James Wishart, a partner at Dentons Canada LLP in Ottawa, says that Health Canada hasn’t prosecuted anyone yet for contravening the advertising prohibitions in the act and hasn’t aggressively stepped up against any particular advertising or sponsorship, with the exception of sporting and rock concert events.

“When we’re trying to interpret the Cannabis Act, we go back to the Tobacco Act, from which many of the provisions were taken, close to word for word,” says Wishart. “That was as a result of a very hard line being taken by Health Canada against tobacco companies over a number of years. We haven’t seen the court cases or aggressive push against cannabis companies yet.”

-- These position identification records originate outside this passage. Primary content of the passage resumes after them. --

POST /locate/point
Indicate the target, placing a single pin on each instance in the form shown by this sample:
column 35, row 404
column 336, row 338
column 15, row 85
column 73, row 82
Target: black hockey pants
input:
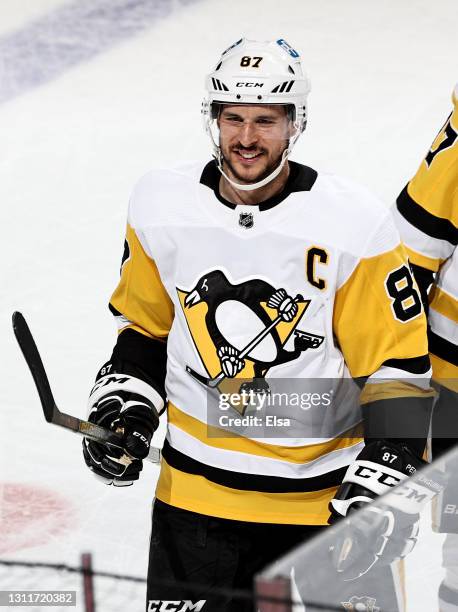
column 191, row 554
column 195, row 549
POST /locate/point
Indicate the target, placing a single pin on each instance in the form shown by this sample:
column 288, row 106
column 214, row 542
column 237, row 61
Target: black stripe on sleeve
column 250, row 482
column 433, row 226
column 414, row 365
column 143, row 357
column 442, row 348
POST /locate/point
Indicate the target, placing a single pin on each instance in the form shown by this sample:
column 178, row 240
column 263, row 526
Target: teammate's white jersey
column 313, row 284
column 427, row 217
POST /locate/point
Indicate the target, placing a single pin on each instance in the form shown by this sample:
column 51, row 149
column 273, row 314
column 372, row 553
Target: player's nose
column 248, row 134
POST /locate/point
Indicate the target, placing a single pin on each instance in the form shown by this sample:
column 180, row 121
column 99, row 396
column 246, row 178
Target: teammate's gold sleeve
column 435, row 185
column 367, row 319
column 140, row 295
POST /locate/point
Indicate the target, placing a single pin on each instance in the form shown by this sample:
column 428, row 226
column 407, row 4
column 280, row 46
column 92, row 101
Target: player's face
column 252, row 139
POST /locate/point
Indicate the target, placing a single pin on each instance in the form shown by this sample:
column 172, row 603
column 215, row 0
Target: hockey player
column 238, row 275
column 427, row 217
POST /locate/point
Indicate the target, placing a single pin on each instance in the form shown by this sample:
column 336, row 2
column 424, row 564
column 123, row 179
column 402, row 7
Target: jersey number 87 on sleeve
column 405, row 301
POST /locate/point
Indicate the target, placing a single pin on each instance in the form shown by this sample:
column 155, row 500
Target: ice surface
column 72, row 145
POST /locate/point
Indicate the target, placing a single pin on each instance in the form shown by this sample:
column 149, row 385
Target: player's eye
column 235, row 119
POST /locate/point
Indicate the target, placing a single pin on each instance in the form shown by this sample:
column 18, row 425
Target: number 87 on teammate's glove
column 387, row 531
column 129, row 406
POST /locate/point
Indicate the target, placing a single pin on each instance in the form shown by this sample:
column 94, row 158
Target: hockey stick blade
column 51, row 412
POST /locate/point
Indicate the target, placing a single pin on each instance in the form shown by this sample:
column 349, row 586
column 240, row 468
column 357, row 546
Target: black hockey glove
column 128, row 405
column 383, row 532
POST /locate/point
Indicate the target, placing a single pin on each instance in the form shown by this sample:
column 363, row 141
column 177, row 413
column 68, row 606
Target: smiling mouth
column 247, row 157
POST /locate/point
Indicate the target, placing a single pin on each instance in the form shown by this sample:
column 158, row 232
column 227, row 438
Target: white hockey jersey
column 299, row 294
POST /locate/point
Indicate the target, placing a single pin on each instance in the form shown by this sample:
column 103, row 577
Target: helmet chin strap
column 252, row 186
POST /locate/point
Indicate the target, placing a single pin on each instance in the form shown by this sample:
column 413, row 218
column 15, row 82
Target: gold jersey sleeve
column 427, row 208
column 378, row 314
column 427, row 217
column 380, row 326
column 140, row 301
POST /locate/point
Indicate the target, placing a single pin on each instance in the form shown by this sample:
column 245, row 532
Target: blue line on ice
column 70, row 35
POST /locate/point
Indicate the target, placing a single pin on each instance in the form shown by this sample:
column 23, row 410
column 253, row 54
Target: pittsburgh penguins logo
column 240, row 330
column 246, row 220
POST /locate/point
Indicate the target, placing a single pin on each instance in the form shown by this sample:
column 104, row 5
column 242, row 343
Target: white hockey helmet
column 254, row 72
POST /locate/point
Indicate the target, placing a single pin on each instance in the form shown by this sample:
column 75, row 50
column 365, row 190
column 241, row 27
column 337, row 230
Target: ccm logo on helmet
column 249, row 84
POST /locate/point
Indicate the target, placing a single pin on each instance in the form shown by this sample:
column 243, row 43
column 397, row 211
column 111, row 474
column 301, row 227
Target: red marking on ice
column 30, row 516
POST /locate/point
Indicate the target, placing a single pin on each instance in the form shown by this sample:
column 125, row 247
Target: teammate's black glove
column 128, row 405
column 384, row 532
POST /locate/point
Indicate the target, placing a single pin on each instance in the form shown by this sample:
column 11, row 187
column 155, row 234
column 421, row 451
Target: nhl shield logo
column 246, row 220
column 361, row 604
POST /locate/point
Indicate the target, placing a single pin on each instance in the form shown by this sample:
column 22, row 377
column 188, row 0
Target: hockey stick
column 51, row 412
column 214, row 382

Wishart adds that while Health Canada has used webinars to give direction to industry, the feedback has been that everything is all about context.

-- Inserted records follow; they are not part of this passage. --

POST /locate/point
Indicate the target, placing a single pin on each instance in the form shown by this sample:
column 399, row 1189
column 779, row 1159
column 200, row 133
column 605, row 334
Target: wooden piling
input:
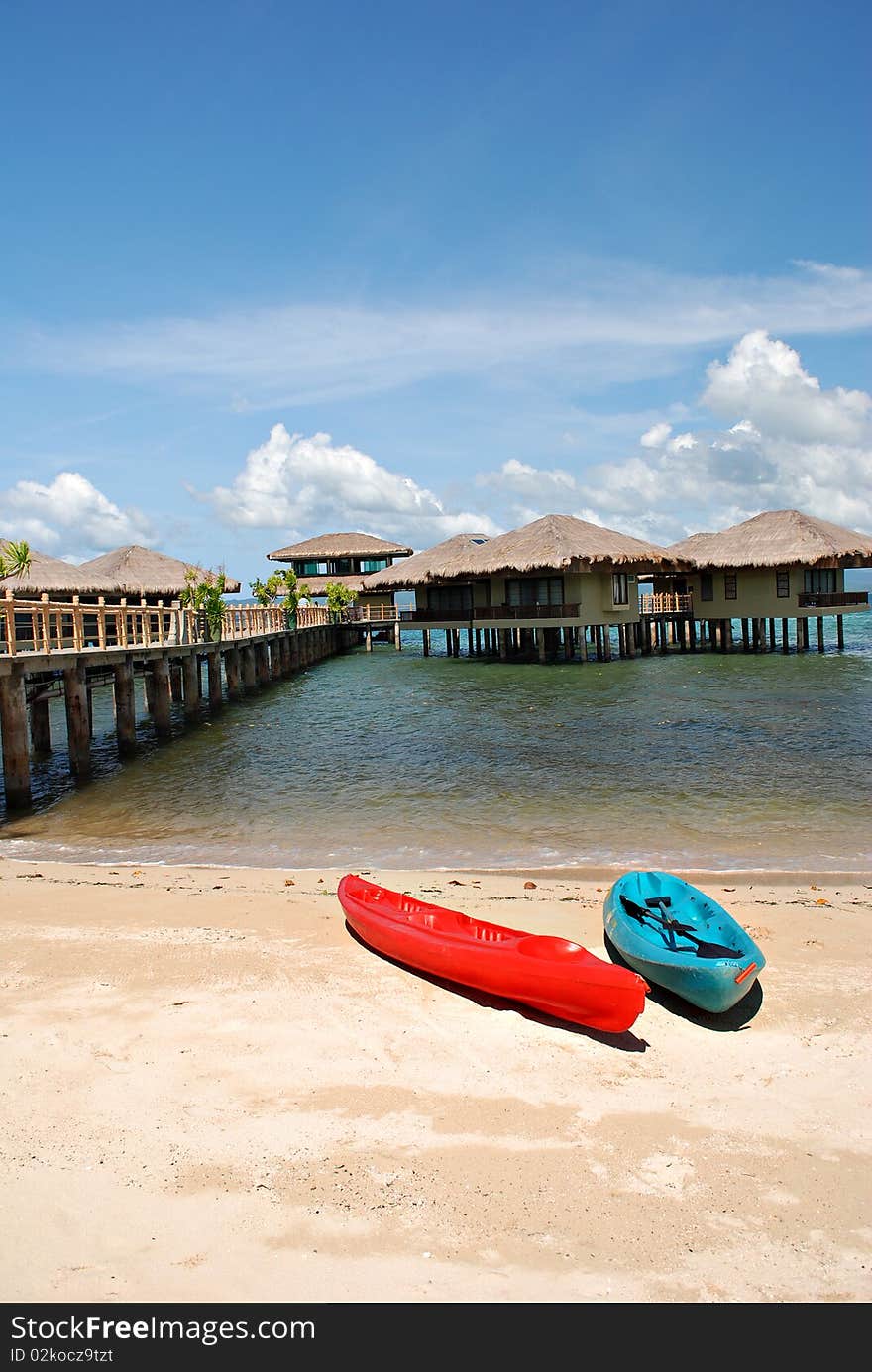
column 78, row 729
column 14, row 737
column 161, row 712
column 232, row 673
column 191, row 685
column 262, row 659
column 249, row 674
column 125, row 706
column 213, row 673
column 40, row 729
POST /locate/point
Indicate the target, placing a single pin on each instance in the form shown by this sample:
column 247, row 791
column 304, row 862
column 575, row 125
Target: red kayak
column 551, row 975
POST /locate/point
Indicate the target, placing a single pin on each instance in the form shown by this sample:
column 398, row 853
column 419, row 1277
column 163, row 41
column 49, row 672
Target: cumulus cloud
column 764, row 380
column 68, row 512
column 791, row 445
column 302, row 484
column 657, row 435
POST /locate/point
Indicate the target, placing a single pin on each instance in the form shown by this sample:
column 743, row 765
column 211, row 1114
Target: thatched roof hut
column 555, row 541
column 778, row 538
column 339, row 545
column 562, row 541
column 142, row 571
column 433, row 564
column 54, row 577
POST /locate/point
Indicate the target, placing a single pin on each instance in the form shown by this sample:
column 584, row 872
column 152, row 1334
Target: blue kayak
column 677, row 937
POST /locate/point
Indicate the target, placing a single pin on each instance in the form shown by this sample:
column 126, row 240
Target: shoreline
column 610, row 873
column 214, row 1093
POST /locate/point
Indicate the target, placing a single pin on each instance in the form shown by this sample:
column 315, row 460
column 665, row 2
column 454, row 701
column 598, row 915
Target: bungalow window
column 820, row 580
column 449, row 599
column 534, row 590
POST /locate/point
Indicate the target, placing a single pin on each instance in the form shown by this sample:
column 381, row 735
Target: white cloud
column 302, row 484
column 682, row 444
column 765, row 381
column 657, row 435
column 68, row 512
column 793, row 445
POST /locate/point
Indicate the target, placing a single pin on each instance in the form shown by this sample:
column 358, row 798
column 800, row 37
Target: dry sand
column 213, row 1093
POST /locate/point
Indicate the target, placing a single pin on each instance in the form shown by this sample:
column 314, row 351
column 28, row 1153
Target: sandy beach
column 212, row 1091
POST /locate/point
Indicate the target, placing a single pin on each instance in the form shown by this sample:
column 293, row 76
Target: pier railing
column 829, row 599
column 666, row 602
column 363, row 613
column 28, row 626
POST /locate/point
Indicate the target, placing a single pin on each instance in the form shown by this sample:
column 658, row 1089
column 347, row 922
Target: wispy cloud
column 298, row 483
column 618, row 323
column 71, row 513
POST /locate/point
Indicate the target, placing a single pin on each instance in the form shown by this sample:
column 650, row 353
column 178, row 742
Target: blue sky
column 274, row 270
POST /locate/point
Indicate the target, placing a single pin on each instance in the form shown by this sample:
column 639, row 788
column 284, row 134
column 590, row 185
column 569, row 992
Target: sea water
column 684, row 762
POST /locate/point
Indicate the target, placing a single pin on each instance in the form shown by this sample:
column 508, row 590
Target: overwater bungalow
column 558, row 581
column 778, row 566
column 145, row 574
column 348, row 559
column 55, row 578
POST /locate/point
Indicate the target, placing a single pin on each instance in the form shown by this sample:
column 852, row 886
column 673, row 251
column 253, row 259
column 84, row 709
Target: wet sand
column 214, row 1093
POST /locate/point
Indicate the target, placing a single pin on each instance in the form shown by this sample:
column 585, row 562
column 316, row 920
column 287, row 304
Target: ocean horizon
column 693, row 762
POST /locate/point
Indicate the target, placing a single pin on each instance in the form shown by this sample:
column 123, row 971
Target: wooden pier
column 67, row 649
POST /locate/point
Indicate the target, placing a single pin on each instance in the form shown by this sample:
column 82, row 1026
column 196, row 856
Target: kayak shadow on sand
column 626, row 1041
column 728, row 1021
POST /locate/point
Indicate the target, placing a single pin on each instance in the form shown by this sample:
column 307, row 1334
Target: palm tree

“The context is that you can’t put a billboard in an airport because that’s general public advertising,” says Wishart. “Within the scope of advertising that’s not to the general public, you have the classic bathroom advertisements in bars and those are being used.”

Zborovski says the best thing lawyers can do for industry at this stage is to be aware of the prohibitions contained in the act and to look to see what other cannabis businesses are doing and asking clients to do the same.

“This is all about risk management right now,” says Zborovski.

“It’s risky to do any promotion whatsoever, full stop, so let’s find out where the client is comfortable on the risk continuum, and as a lawyer, I help inform that decision based on what I see in the industry based on what other players are doing.”

Maurer says that if a company is making a representation that is not likely to influence behaviour — such as putting a brand out there without any statement — it gets the name out there but is not selling a product. This can include things such as a safe driving campaign.

“It is heavily restricted,” says Maurer.

“Smart companies are finding ways to play within the grey area. If you’re utilizing a safe driving campaign, it makes it hard for the government to crack down on that.”

Even though the rules in Ontario prohibit licensed producers from operating retail locations, Maurer notes that there is a proposed Tweed-branded store planning to open up in London, Ont., thanks to a licensing arrangement.

Wishart says that this kind of licensing is expensive, but if it’s one of the only ways for cannabis companies to promote their brand, then they will be willing to spend the money.

“There’s nothing prohibiting [licensed producers] from partnering with retailers to promote their brands inside the store,” Maurer says.

“In theory, once you’re inside the store, the rules are even more relaxed because a cannabis store in Ontario is not allowed to have minors inside, so under the federal legislation, it triggers one of the exceptions.”